一般講演(ポスター発表) P2-243  (Poster presentation)

過去の耕作履歴が半自然草地の種組成へ及ぼす影響
The effect of the past agricultural land use on the species composition of a semi-natural grassland

*丹野夕輝(静岡大学, 現在:国環研), 山下雅幸(静岡大学), 澤田均(静岡大学, 現在:退職)
*Yuki TANNO(Shizuoka Univ., Present affiliation: NIES), Masayuki YAMASHITA(Shizuoka Univ.), Hitoshi SAWADA(Shizuoka Univ., Present affiliation: Retired)

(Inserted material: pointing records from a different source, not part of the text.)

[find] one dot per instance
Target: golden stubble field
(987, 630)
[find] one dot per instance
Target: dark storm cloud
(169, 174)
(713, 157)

耕作の履歴は植物群集へ強く影響すること、その影響はしばしば長期にわたることが知られている。しかし、どのような要因が耕作履歴のレガシー効果をもたらしているのか十分に解明されていない。本研究では、静岡県の茶草場(茶園の敷草を刈るための半自然草地)を事例として、耕作履歴が種組成に及ぼす影響を調査した。
調査は2012年7月から2013年6月にかけて実施した。静岡県菊川市および島田市の、歴史の長い茶草場9カ所と棚田跡地の茶草場6カ所を調査地とした。各茶草場にコドラート(2.25 m2)を2~12個ずつ設置し、植生、開空率および土壌条件を記録した。種組成の傾向を全体的に比較するため、NMDSによる序列化を行った。一般化線形混合モデルを用いて、耕作履歴および環境条件が各種の出現確率に及ぼす影響を解析した。
NMDSの結果、棚田跡地の茶草場の種組成は歴史の長い茶草場と概して異なっていた。各種の出現頻度も、棚田跡地の茶草場と歴史の長い茶草場の間に差異が認められた。一般化線形混合モデルを用いた解析の結果、一部の種では、出現確率の変異のかなりの割合は環境条件で説明された。一方、一部の種では、出現確率の変異は環境条件だけではあまり説明されなかった。